Perhaps the most bizarre development of the past month or so has been the unexpected airing of Season 2 in the never-ending saga of Equatorial Guinea v France, set in the grand halls of the International Court of Justice in the Hague. The original case had it all: a flamboyant vice-president of an oil-rich country (coincidentally, the son of the country’s president), allegations of corruption and money laundering, a long-running — and ultimately successful — attempt by several civil society groups to excite French law enforcement with those allegations, and a last-ditch bid by the beleaguered vice-president’s home country to present his mansion as part of the premises of its diplomatic mission to save its from confiscation.

Sadly for Equatorial Guinea, its claims fell through, and the confiscation and sale of Vice-President Obiang’s Parisian mansion is set to proceed on the basis that it, according to a French court judgment, constitutes the proceeds of misappropriation of public funds.
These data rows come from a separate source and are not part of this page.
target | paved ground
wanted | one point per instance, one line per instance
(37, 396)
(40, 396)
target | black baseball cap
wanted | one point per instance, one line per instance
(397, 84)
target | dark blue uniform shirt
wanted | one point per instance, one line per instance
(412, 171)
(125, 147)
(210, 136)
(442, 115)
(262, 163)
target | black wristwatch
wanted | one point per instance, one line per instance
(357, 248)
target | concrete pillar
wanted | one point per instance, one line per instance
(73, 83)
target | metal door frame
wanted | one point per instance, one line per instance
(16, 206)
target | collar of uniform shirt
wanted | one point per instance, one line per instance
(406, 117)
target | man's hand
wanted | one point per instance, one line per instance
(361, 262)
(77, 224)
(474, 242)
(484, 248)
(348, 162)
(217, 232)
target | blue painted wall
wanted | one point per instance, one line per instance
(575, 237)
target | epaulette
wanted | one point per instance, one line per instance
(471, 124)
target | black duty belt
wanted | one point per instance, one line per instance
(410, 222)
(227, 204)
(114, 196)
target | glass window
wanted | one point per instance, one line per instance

That gives rise to the inevitable question: Once the property is actioned off, who gets to keep the money?

‘Send it back to us,’ says Equatorial Guinea, and now sues France to compel it to return the proceeds. The claims are brought under the UN Convention Against Corruption, which provides that, in some circumstances, confiscated proceeds of corruption must be restored to the country of origin.

The challenge for Equatorial Guinea is that these circumstances manifestly do not include confiscation over the objections of, and court cases brought by, the country of origin. Strikingly, in its application instituting the proceedings Equatorial Guinea relies on what is effectively a non-mandatory provision in Article 57(3)(c) of the Convention:

‘In all other cases, [the state that confiscated the assets shall] give priority consideration to returning confiscated property to the requesting State Party, returning such property to its prior legitimate owners or compensating the victims of the crime.’

On Equatorial Guinea’s case, France did not afford such ‘priority consideration’ to its request to return Vice-President Obiang’s confiscated property. For sure, this may not be the most compelling argument ever to grace the ICJ’s courtroom, but I suspect Equatorial Guinea’s legal advisors may have had limited say in whether this case deserves to be resurrected.

In the meantime, Vice-President Obiang’s father — in power since 1979 — is running for re-election as president, and we will all be waiting for the result with bated breath.